Starving Russians?
Helen Womack
Perestroika created a huge appetite in the West for details of how ordinary Soviet people lived. I could describe what Russians had for breakfast and be sure the readers in Britain would lap it up. The Iron Curtain had isolated us from each other for so long that now there was a great yearning to discover our common humanity.
Towards the end of Gorbachev’s rule and in the early days of the Yeltsin era (1990-1992), the pressing question became: are Russians going hungry? Looking at the empty shop shelves, you might have thought so. But I knew my Russian friends always managed, somehow, to put food on the table.
Monitoring the food situation, I regularly went shopping with two Russian housewives, Tamara and Irina. Once, for the Independent on Sunday, we set off in search of ingredients to make a lemon pie. After scouring a number of shops, we managed to find flour, sugar and butter but lemons were unavailable, so the pie had no filling. The readers loved it. The editors wanted more. Irina migrated to Israel.
Tamara stayed in Moscow and it was to her I turned when trying to pin down the facts about “Russian starvation”.
After food-rationing was introduced in December 1990, the British press went wild with stories about “hunger and possible political repercussions”. One newspaper, while writing accurately about supplies, carried a misleading photograph of Muscovites queuing in the snow outside St. Basil’s Cathedral.
This prompted an angry letter from a reader: “The implication was that these were frozen people waiting for food when anyone who knows Moscow would be aware that it showed people queuing for communion at the cathedral,” wrote Disgusted of London SE10.
Tamara showed me what Russians were buying and eating. With 60 roubles (then officially worth 60 dollars), we went shopping on Solyanka Street. “There’s an assistant behind that counter,” said Tamara hopefully. “That means she’s got something to sell.”
The shop was offering herbs, jars of apple sauce, inferior Turkish tea and “coffee drink powder”. In another shop, we found scrappy meat but 30 people were queuing for it, so we moved on.
In a third shop, there were bad pomegranates and mouldy grapes but good apples, carrots and beetroots, which Tamara bought. Later, she would send her husband with a rucksack to fetch the heavy potatoes and onions. And there was always bread.
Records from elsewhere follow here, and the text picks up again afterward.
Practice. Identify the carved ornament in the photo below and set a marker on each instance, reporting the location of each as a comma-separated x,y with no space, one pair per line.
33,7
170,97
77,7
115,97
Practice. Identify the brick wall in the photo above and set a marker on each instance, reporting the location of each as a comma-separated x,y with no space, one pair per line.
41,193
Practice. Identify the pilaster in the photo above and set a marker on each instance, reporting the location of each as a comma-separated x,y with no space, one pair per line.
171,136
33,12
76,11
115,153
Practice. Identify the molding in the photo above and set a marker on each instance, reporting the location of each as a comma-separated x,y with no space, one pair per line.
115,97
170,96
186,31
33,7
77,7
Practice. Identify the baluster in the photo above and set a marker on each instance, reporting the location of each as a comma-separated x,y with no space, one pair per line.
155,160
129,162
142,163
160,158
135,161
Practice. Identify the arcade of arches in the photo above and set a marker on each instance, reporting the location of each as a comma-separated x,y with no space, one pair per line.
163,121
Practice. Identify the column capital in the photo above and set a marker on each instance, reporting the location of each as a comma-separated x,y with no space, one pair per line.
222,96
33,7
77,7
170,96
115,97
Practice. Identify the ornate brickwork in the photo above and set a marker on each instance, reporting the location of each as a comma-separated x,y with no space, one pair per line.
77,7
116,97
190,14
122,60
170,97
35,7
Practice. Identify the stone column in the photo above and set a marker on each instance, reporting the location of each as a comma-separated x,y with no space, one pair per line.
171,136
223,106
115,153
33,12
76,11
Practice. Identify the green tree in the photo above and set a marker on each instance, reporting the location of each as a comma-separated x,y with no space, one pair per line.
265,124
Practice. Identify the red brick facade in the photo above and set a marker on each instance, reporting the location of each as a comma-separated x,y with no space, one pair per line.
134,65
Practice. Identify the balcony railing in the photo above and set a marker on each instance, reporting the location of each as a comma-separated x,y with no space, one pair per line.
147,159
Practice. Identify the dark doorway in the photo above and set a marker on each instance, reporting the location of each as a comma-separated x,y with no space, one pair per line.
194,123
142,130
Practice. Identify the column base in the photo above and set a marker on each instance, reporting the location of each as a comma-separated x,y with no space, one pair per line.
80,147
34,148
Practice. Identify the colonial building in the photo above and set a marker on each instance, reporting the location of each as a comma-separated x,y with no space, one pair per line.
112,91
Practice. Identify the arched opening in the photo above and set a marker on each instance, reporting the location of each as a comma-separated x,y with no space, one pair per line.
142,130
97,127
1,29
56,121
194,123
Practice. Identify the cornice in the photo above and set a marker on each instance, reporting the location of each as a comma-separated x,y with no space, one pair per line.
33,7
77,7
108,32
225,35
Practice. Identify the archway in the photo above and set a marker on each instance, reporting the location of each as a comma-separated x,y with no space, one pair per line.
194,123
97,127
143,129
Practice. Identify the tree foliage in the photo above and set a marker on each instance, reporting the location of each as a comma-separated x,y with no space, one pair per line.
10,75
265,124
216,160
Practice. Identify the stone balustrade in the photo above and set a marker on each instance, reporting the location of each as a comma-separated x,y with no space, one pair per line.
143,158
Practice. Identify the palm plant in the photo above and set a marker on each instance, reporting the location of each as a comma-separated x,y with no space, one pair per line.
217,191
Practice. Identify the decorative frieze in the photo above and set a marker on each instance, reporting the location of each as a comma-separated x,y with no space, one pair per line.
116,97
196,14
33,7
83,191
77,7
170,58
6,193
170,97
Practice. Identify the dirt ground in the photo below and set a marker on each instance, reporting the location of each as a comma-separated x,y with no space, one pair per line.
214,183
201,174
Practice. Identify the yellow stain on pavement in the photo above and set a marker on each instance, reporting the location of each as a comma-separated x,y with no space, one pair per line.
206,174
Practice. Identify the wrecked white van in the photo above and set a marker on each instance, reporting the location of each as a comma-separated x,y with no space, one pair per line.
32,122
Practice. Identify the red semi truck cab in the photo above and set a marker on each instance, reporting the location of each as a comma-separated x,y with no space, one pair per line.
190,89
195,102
Tamara had spent 15 of a possible 60 roubles and could make borsht that night. “Fine for a vegetarian,” she said, “but my children need protein: milk, eggs and cheese.”
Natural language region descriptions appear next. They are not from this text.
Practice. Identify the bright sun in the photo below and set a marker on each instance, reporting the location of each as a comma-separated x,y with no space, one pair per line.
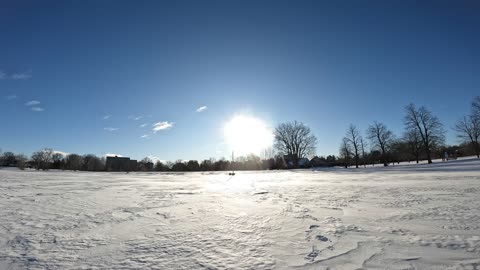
247,135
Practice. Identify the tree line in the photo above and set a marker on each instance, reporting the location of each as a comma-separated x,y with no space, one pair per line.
423,139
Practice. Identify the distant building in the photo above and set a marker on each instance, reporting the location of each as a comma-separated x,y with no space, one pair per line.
120,164
290,160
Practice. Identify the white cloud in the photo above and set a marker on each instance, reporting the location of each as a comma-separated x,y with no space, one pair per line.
112,155
155,159
201,109
162,126
32,103
135,118
61,152
21,76
37,109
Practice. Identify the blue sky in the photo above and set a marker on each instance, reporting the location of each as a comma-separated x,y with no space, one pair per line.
325,63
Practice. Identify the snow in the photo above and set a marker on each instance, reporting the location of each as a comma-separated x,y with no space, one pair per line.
400,217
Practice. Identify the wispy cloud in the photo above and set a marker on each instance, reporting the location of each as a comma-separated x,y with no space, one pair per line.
112,155
61,152
201,109
21,76
135,118
32,103
37,109
162,126
155,159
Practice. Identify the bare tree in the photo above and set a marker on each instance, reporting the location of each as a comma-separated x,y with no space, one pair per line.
21,161
345,151
476,107
414,142
295,140
468,130
362,147
381,138
428,126
42,158
354,138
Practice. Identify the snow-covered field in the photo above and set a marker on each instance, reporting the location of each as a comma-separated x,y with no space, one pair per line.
402,217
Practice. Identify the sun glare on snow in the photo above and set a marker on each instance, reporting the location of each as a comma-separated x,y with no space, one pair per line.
247,134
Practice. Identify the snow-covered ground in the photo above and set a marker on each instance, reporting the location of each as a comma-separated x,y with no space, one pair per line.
402,217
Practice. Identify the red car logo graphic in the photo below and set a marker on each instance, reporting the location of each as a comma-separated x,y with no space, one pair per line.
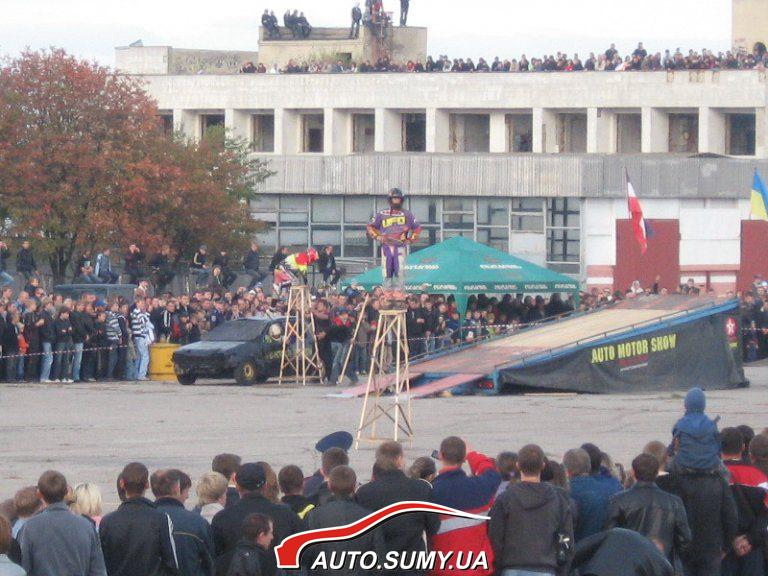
290,549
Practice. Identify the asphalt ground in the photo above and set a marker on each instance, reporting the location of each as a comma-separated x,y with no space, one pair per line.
89,431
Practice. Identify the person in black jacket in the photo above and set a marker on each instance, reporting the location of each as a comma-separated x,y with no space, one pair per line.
162,272
341,510
227,525
10,343
82,331
712,516
251,265
191,532
415,326
647,509
47,341
227,276
25,261
327,266
5,278
529,518
136,539
357,16
32,324
63,350
619,552
403,534
133,259
251,553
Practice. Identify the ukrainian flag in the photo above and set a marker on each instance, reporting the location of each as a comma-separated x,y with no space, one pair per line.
759,199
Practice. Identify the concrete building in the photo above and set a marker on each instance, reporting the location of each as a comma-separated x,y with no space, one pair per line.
531,163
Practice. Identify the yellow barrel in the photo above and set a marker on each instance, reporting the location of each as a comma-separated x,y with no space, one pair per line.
161,361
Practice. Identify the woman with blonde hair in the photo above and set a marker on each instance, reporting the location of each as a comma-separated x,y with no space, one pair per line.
211,491
87,502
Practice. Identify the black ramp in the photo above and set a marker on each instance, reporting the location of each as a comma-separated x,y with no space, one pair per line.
702,350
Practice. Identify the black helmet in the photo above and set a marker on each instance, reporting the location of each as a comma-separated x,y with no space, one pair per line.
396,194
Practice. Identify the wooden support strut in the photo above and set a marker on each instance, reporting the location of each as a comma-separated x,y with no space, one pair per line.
397,405
300,356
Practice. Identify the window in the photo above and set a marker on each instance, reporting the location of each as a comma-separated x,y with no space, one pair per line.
166,123
495,237
415,132
493,212
684,133
357,244
572,132
470,132
212,124
425,209
741,134
459,214
313,133
326,209
294,238
358,210
294,211
323,236
564,235
263,138
363,133
520,132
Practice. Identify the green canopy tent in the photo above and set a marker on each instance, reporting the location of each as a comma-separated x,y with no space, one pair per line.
463,267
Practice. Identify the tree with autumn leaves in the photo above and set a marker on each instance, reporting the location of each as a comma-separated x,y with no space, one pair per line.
85,164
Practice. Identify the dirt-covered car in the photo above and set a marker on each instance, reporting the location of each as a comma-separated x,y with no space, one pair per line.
248,350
Reading these stories of limited nutrition if not starvation, well-intentioned readers in England began sending donations. It was the start of “gum-po” (humanitarian aid).
I delivered some food parcels and remember one old woman saying to me, as 1990 turned into 1991: “It may be Christmas for you but it’s not Christmas for us yet. We don’t want your charity.”
Russians felt humiliated. In the West, people felt rebuffed. As time went on, the misunderstandings would grow. We were a way off yet from that elusive common humanity.